The food increased Silvio Lancellotti’s popularity on TV, a screen he occupied through TV Gazeta and the Manchete, Bandeirantes and Record networks, in addition to ESPN – where the sportsman’s discourse predominated. By his own count, he’s been on over 5,000 editions of cooking shows, mixing sports and food for most of them.
He was capable of talking about Italian, English, Brazilian or world championships, and even commenting on baseball, without losing his hand on the recipe in action in front of the cameras. In Lancellotti’s Dobradinha, made for YouTube already at the height of his 67 years, he talked about the ball while talking to the guest, always a football character, including athletes, former athletes, referees and sports directors, without missing a beat. the point.
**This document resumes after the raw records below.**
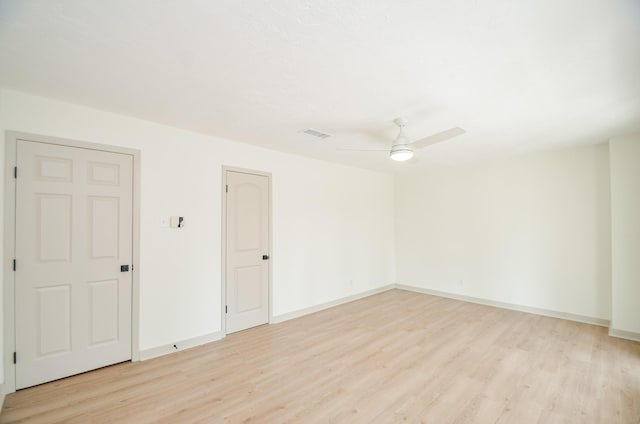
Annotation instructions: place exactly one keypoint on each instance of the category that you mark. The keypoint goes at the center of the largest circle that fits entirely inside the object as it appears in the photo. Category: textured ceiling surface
(517, 75)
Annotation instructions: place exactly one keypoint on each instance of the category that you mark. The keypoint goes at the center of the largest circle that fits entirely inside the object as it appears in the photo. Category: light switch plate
(175, 220)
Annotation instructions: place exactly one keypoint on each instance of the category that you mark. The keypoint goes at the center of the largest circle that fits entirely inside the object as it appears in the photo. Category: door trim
(223, 298)
(9, 243)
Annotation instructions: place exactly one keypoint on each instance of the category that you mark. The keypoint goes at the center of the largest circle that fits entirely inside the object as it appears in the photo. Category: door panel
(74, 224)
(247, 274)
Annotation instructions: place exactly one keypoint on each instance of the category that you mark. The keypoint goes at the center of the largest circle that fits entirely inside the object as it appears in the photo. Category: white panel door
(247, 268)
(73, 232)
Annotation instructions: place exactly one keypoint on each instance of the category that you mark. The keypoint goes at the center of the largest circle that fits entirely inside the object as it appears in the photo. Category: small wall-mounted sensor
(177, 222)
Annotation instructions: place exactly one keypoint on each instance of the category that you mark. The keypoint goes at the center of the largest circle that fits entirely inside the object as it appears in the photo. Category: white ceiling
(517, 75)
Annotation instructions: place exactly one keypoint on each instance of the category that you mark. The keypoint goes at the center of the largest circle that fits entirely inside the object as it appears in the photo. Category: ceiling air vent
(316, 133)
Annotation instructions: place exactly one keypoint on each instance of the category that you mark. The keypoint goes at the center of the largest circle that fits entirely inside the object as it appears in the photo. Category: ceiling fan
(402, 149)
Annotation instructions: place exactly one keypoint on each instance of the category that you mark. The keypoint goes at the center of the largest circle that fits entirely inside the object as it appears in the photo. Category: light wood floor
(393, 357)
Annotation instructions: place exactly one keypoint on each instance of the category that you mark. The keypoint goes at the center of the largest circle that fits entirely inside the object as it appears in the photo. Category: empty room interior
(320, 211)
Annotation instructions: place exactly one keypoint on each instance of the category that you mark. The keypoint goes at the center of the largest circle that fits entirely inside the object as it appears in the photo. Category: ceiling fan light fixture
(401, 153)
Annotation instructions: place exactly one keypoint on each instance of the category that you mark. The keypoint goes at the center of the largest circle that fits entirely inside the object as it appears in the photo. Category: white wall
(624, 153)
(531, 231)
(332, 224)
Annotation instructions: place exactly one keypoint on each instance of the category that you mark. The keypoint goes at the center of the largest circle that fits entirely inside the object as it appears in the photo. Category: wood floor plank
(394, 357)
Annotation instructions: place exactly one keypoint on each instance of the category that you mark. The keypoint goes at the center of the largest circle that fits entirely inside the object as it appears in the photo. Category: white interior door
(74, 224)
(247, 251)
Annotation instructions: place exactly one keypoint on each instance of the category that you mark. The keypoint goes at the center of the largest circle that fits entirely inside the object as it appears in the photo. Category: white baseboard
(317, 308)
(154, 352)
(538, 311)
(622, 334)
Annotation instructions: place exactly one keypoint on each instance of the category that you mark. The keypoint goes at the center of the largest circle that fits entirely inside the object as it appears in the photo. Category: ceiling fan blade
(355, 149)
(438, 137)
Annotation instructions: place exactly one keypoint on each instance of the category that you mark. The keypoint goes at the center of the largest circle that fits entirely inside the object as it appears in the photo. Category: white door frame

Often, he invited the interviewee to help him prepare the dish of the day.
The affinity with gastronomy came from home, more precisely, from his father, as he reported in an interview with UOL in 2019: “My father cooked very well. When I started dating, he made dinner for my girlfriend’s family. from the Veja newsroom every Saturday at my house. I was the guy, because I liked sports and I also liked gastronomy.”
When he lived in the United States, where he studied with the support of a scholarship, he said that he supplemented his income by cooking for friends and acquaintances.
In 1975, he went to work at Gourmet magazine. In 1982, he recalled being invited to write about gastronomy at Sheet.
Lancellotti performed in front of cooking shows in a model consecrated by Ofélia Anunciato, who cooked in front of the lens of TV Bandeirantes for three decades, since 1968, without the frills that years later would make this segment one of the most profitable hits of the reality genre. show.
Teaching to cook on TV is a classic that still works very well for the audience of Ana Maria Braga and company, with some striking differences from the height of the Lancellotti era. At that time, this was mainly an activity aimed at leisure and domestic pleasure, and he, in particular, always made a point of sharpening the viewer’s palate as a factor that brought together friends and good conversation.
In the last two decades, before reality shows lent the theme a spectacle character, Palmirinha would give the old apron a reading of cooking as a professional activity capable of sustaining their daily bread, especially for women who saw themselves financially helpless, such as her to raise her children.
Other times, other prose, and other flavors, today more attached to sophistication and business, and less interested in the affection that guided the spice of the chronicler Lancellotti.
And if the rating of a personality can be measured by its potential to inspire humorous characters, Lancellotti can boast of two types: Silvio Lanchonete, made by Bussunda in Casseta & Planeta, by Globo, and Milton Bolotti, by the avant-garde Hermes & Renato, for the old MTV Brasil, which announced the players of a football match with names that referred to Italian dishes.